1 lb. red currants ( I used black currants)
1 lb. powdered sugar (I used cane sugar)
Heat paper towel-dried black currants & sugar in large pot, stirring constantly. Boil for 8 -10 minutes. Strain black currants through a fine sieve or cheesecloth, mashing them with a wooden spoon to extract juice.
Pour into warmed canning jars.
Slide a piece of wax paper dipped in brandy, cut to size, on top of jam.

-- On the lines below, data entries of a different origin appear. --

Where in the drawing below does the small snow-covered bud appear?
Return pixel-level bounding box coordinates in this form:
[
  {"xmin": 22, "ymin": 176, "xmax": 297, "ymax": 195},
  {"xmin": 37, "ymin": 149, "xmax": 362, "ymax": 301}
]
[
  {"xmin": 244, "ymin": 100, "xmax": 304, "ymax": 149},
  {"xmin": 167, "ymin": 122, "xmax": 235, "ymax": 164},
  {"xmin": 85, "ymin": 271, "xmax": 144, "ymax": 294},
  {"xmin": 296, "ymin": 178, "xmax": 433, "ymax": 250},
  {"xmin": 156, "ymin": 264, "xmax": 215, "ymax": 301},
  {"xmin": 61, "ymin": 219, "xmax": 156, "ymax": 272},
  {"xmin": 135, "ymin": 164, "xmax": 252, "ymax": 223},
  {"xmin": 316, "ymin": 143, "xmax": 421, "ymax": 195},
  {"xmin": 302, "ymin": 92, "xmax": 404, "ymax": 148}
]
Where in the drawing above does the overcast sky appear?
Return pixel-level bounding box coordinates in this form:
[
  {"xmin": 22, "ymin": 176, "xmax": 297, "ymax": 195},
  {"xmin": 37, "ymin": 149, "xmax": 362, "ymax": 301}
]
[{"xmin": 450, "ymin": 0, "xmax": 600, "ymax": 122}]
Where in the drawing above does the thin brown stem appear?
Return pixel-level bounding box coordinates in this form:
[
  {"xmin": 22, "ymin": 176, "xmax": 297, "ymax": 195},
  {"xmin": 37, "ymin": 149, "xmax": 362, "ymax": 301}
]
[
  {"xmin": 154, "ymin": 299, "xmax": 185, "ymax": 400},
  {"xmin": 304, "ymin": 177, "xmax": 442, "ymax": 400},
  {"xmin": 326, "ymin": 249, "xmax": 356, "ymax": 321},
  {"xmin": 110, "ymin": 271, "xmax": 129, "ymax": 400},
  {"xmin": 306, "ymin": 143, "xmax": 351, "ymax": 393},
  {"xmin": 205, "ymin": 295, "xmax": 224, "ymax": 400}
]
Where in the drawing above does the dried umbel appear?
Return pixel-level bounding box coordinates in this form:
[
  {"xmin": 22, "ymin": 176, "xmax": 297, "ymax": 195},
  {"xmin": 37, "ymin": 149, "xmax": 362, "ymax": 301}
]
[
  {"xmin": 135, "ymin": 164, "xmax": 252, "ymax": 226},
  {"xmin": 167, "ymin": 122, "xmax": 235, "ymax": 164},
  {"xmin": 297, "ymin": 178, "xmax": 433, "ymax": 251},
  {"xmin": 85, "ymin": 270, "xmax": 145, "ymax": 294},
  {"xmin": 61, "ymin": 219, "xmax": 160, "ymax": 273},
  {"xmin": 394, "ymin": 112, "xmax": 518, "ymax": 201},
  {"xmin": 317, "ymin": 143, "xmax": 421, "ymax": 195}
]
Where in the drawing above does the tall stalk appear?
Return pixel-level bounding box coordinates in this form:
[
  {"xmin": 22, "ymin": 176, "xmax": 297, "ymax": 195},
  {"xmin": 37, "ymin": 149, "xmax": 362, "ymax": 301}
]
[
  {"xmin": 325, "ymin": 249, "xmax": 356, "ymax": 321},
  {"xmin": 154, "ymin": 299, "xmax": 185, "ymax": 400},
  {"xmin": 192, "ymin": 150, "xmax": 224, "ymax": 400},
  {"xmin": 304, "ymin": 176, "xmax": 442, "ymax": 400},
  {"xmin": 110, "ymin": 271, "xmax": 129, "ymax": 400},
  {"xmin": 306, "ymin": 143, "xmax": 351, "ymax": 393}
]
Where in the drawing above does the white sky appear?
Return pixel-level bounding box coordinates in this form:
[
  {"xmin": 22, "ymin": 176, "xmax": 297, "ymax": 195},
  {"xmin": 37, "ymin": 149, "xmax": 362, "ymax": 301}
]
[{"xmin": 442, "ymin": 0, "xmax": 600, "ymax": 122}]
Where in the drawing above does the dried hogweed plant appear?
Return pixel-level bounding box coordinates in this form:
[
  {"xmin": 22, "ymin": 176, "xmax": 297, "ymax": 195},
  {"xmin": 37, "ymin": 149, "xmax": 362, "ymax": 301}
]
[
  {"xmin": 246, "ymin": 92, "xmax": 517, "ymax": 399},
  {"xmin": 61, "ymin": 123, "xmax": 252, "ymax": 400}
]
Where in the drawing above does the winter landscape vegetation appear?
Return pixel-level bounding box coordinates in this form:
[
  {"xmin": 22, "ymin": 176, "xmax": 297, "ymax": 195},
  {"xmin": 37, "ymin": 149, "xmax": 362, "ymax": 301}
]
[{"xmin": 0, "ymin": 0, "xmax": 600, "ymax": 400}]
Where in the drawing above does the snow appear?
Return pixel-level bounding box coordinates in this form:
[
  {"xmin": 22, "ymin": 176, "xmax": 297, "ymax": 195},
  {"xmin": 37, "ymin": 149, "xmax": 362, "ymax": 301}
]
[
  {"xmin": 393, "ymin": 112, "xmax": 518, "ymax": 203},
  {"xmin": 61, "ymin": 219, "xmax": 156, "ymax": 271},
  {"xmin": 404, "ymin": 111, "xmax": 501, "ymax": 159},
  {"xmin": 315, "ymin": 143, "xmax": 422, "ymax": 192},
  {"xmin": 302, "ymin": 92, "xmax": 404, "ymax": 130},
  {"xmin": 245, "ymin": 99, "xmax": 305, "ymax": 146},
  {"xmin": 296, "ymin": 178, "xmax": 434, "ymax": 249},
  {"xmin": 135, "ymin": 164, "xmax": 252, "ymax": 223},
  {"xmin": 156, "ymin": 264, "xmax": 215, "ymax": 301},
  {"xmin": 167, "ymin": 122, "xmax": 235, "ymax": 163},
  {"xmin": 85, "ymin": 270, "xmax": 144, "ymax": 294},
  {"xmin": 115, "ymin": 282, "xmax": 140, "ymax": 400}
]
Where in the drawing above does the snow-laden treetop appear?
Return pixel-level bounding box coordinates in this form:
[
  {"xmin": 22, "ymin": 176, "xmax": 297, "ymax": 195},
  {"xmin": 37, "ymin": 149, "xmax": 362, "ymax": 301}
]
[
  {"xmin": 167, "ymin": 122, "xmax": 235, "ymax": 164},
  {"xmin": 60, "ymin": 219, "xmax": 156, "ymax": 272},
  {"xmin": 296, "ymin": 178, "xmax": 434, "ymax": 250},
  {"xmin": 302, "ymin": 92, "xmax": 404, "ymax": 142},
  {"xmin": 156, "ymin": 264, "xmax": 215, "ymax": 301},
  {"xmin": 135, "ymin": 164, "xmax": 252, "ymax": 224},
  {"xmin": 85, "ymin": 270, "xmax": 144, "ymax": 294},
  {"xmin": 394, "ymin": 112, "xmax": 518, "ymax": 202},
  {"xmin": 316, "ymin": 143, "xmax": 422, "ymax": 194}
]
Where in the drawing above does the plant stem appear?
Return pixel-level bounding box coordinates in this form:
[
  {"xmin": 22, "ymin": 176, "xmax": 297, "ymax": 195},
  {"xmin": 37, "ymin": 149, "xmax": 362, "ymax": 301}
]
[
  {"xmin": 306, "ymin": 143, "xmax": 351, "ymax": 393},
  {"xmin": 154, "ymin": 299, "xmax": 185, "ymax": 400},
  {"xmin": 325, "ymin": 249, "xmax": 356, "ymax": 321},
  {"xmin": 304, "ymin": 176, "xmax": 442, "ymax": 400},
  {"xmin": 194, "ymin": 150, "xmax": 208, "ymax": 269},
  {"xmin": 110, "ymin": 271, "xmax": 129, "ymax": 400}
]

Put on Ball jar lid, then rim. Store in cool, dark place. Refrigerate after opening
-Recipe from Eliza Acton - from Summer Cooking by Elizabeth David
It’s the start of canning season in the heartland. On farms, in towns, even wee apartments, any locale with good soil and an agrarian state of mind the graniteware water bath canners are dusted off and dwarfing stove tops, gearing up for the most productive enterprise of summer--putting up jams, jellies, tomatoes, relishes, pickles, applesauce, etc. It’s hot, messy work but the end product fills a home with a primeval connection to the Fertile Crescent.
My canner has not been used in over 20 years yet we optimistically instructed movers to pack and unpack it four times since its Grand Forks, North Dakota heyday. And what a heyday it was. No other place we’ve lived have myriad friends routinely showed up on our doorstep in July, August and early September with five-gallon buckets filled with tomatoes, corn, squash, cucumbers, green peppers or crabapples. All this bounty was at most 10 minutes from its field of origin. We had our own garden vegetables and fruits, too. Plus, we went potato gleaning in September, after the combines swept through the fields. Imagine the calories burned just corralling all this food. Those were the days.
Summertime in the Valley
Abundance, suddenly thrust upon us, reveals one of those sweet human graces: people are hardwired not to waste good food. If the most popular summertime pastime in the Red River Valley was gardening (tied with fishing and golf ) then the second was finding donees for the flourishing veggies. Which led naturally to a third essential job: Canning.
I’ve not canned a single jar of anything since leaving the Valley because I presumed it was simply a given that one also grew what goes into the jars, or at least know the person who did. I can think of just two North Dakotans who still can their own produce, grown on their own farm, the Letvin’s near Kief.
All my presumptions changed last week while savoring Elizabeth David’s Summer Cooking. Her recipes on canning reminded me of the productive row of currant bushes that flanked our sunny deck in Grand Forks, and the quarts of berries Anna picked for us each July. Somehow a catalyst took hold of me, reading David debate the merits of removing currant stems, or not, when suddenly I thought...why don’t I just buy black currants!
My homemade half pint jars of black currant jam
Bought them I did, at the Middleburg, Virginia farmer’s market. The farmer at the table I got them at gave me convoluted lefts and rights turns, just off the Plains Road on how to get to his farm so at least the berries haven’t been shipped across country, although I suspect few currants are shipped anywhere. Who even knows what they look like?
My new-found flexibility has paid off for I’ve rediscovered how much BETTER tasting jam is when canned in small batches. The recipe I used is called Red Currant Jelly but mine turned out more like jam, possibly because i used cane sugar instead of powdered or my straining left much to be desired or American currants are different than English. David mentions that English currants are inferior to the French, which have more flavor!) Whatever the distinctions the taste is nonetheless dazzling. If my blog included a taste-testing button you’d be dashing down to Walmart to pick up your own Ball jars as I speak...
Carol’s Fabulously Easy Dessert!
1 cup plain, nonfat yogurt
1 tablespoon homemade black currant jam
1 tablespoon Turbinado or any fine sugar
1 teaspoon-1 tablespoon half & half
Whisk together all ingredients. Now savor the delicate taste & intense raspberry hue!